2012/03/19

iPide

No Zimbabué, um tribunal prepara-se para ditar sentença num caso de seis cidadãos apanhados a ver vídeos sobre a chamada "primavera árabe". No país de Mugabe, esse grande democrata, é assim. E não há nada como alterar o curso das estações antes que seja tarde. Primaveras, no Zimbabué, nem em video.
E em Portugal, país do primeiro mundo, onde não há medo, a informação circula livre, cada um exprime opiniões e relata factos sem receio de represálias e os meios e as redes de comunicação não estão nas mãos de uma mão cheia de bandalhos, os mesmos que são donos dos cabedais, ditam as leis, dominam o comércio e cobram o imposto, como é em Portugal?
Portugal é pior que o Zimbabué.
Este caso dos seis do Zimbabué parece brincadeira quando se pensa no caso de Rui Cruz. Ao pé disto Mugabe passa por virtuoso. Não se consegue perceber que crime poderá ter o autor do TugaLeaks cometido para ser considerado arguido pela justiça (assim mesmo, com letra minúscula, como minúsculo é o respeito que, cada vez mais, me merecem as instituições oficiais deste país de opereta). Aliás, ele, pelos vistos, também não.
O TugaLeaks, criado por Rui Cruz, terá divulgado acções de supostos hackers que, segundo consta, terão alterado conteúdos de sites institucionais, suficientemente desprotegidos para que isso fosse possível. Divulgou também, segundo parece, dois ficheiros de dados pessoais de agentes da PSP retirados, um, de um servidor governamental e, outro, do computador de um sindicato, ambos, pelos vistos, também totalmente vulneráveis.
Em vez de ouvir a mensagem, as instituições oficiais atiram ao mensageiro.

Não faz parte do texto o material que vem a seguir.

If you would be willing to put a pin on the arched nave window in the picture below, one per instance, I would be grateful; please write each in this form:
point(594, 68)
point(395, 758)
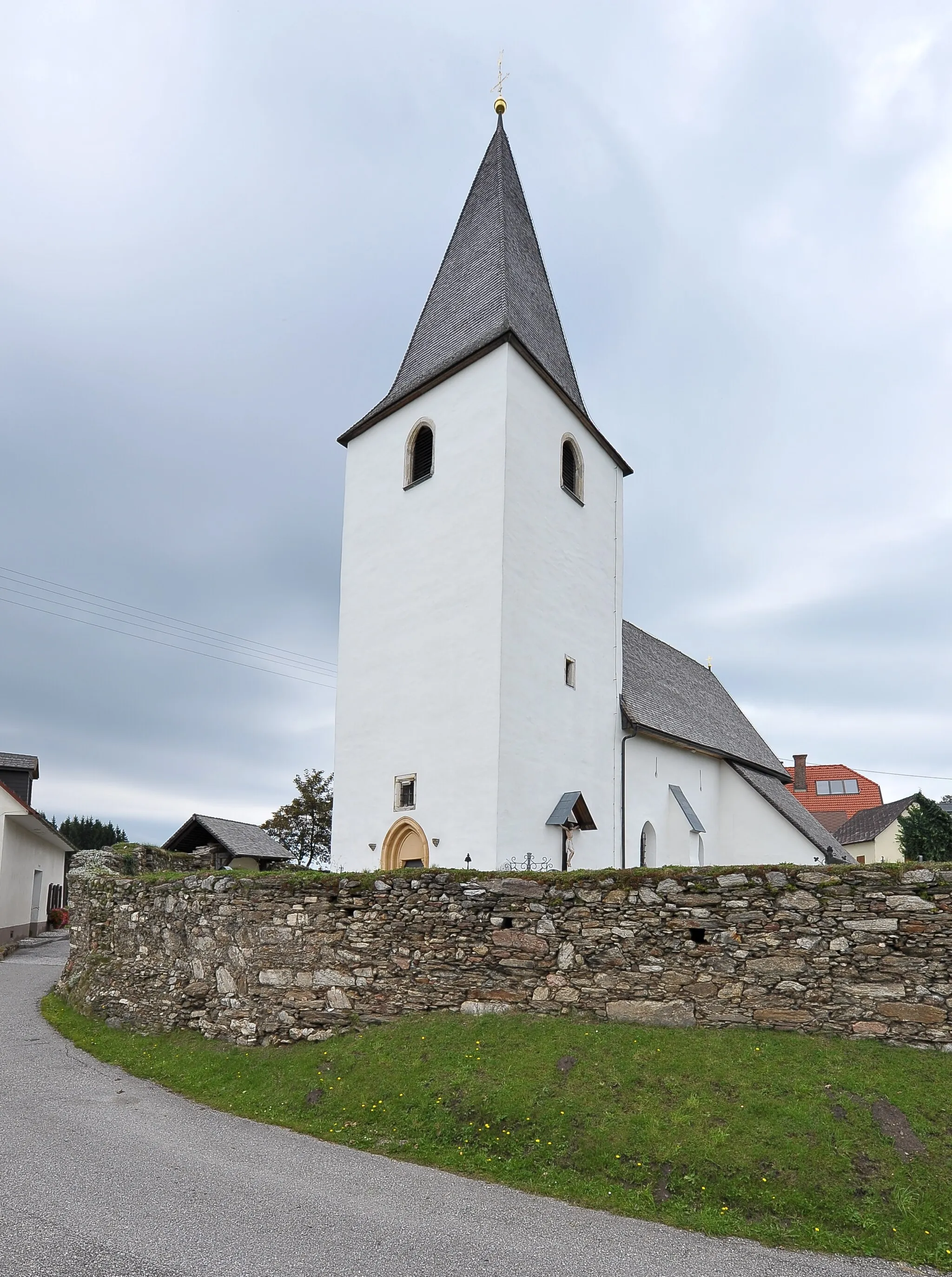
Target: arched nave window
point(572, 468)
point(419, 459)
point(648, 851)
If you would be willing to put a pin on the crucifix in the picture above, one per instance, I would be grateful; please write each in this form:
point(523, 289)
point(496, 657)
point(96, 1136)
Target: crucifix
point(501, 81)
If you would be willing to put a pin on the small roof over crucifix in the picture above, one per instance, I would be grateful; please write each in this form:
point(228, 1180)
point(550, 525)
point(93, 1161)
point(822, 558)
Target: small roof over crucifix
point(572, 810)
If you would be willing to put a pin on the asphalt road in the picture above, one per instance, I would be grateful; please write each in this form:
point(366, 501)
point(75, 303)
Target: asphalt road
point(109, 1177)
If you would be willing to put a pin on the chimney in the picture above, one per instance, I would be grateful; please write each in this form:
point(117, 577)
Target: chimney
point(800, 773)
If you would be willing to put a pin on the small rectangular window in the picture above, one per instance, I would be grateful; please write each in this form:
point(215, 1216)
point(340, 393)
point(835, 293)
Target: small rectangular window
point(403, 792)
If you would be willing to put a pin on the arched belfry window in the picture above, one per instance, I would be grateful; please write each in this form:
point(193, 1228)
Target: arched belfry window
point(419, 460)
point(572, 468)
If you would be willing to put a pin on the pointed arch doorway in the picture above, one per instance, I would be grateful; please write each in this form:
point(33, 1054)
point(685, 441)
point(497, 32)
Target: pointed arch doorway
point(405, 845)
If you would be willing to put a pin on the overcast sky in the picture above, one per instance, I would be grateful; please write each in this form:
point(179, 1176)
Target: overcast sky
point(218, 224)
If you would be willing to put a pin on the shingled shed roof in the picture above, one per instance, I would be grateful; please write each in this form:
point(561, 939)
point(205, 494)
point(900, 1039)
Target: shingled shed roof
point(669, 694)
point(21, 763)
point(780, 797)
point(234, 836)
point(868, 824)
point(490, 288)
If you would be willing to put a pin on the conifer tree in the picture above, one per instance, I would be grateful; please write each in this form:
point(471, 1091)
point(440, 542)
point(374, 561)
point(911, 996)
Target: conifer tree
point(304, 824)
point(88, 836)
point(926, 832)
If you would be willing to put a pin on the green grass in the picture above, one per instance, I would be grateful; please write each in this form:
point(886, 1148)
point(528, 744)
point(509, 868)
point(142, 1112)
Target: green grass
point(757, 1134)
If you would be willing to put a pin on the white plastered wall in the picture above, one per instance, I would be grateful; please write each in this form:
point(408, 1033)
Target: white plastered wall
point(882, 848)
point(22, 852)
point(562, 581)
point(460, 600)
point(418, 687)
point(740, 827)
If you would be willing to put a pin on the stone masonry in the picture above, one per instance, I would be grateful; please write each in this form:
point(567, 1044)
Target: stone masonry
point(281, 957)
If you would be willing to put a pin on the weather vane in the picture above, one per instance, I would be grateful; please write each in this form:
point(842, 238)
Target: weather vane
point(501, 81)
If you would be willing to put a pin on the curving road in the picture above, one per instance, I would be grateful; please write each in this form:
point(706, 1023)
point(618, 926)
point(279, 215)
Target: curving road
point(109, 1177)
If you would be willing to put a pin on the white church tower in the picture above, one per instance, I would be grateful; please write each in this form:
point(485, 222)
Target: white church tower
point(480, 643)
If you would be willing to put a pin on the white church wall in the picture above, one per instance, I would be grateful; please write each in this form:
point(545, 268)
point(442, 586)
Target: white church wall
point(562, 578)
point(419, 661)
point(754, 833)
point(740, 827)
point(651, 768)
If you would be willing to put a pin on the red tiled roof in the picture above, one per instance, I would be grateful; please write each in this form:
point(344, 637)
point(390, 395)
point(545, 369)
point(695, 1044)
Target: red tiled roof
point(838, 809)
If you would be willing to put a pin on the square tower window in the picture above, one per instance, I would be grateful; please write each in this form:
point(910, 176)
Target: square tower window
point(403, 792)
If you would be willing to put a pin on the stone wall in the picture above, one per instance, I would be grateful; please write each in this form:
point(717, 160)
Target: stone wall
point(281, 957)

E a mensagem é, afinal, simples: a segurança informática em Portugal é uma treta! Entrar num site e colocar lá uma qualquer mensagem provocatória não revela grandes dotes e parece até pueril. Mas, quem garante, perante o amadorismo que todo este foclore revela, de um lado e de outro, que os servidores a sério, da justiça, das finanças, das câmaras, etc, não são igualmente vulneráveis? E que estes ou outros hackers, menos brincalhões e talvez ligados a outros interesses menos românticos, não dispõem de artilharia mais pesada e via aberta para atingirem outros alvos mais importantes? Querem ver que esta acção contra Rui Cruz não passa de uma manobra para esconder questões mais sérias?
Uma coisa é certa: o comportamento e os métodos usados pela justiça, neste caso, trazem-nos à memória dias que julgávamos passados. Para muita gente neste país, não parece ter servido para grande coisa a instauração do regime democrático.

2 comentários:

Fusível Ativo disse...

É uma forma de mostrarem que fizeram alguma coisa quando realmente não fizeram nada.

rui mota disse...

Apesar de terem passado quase 40 anos sobre a queda da ditadura, a sociedade portuguesa só à superfície é liberal nos costumes e democrata nas práticas.
Para além disso, continua a ser uma sociedade de amadores, o que se nota mais em questões que exigem uma certa tecnicidade.
Agora que, teoricamente, a imprensa é "livre" e a informação circula na "net", há que limitar os danos, de forma indirecta: compram-se os meios de comunicação, nomeiam-se novas redações e despedem-se os jornalistas incómodos. O caso de Pedro Rosa Mendes é paradigmático.
A acção contra Rui Cruz é mais um passo nesta direcção. Claro que o que interessa é o resto, mas para isso, existem sempre "fait-divers"e escândalos suficientes na sociedade portuguesa por explorar. É também uma forma de desviar as atenções ou, se quisermos, uma forma de alterar a democracia, preparando a opinião pública para uma intervenção mais censória, logo mais autoritária.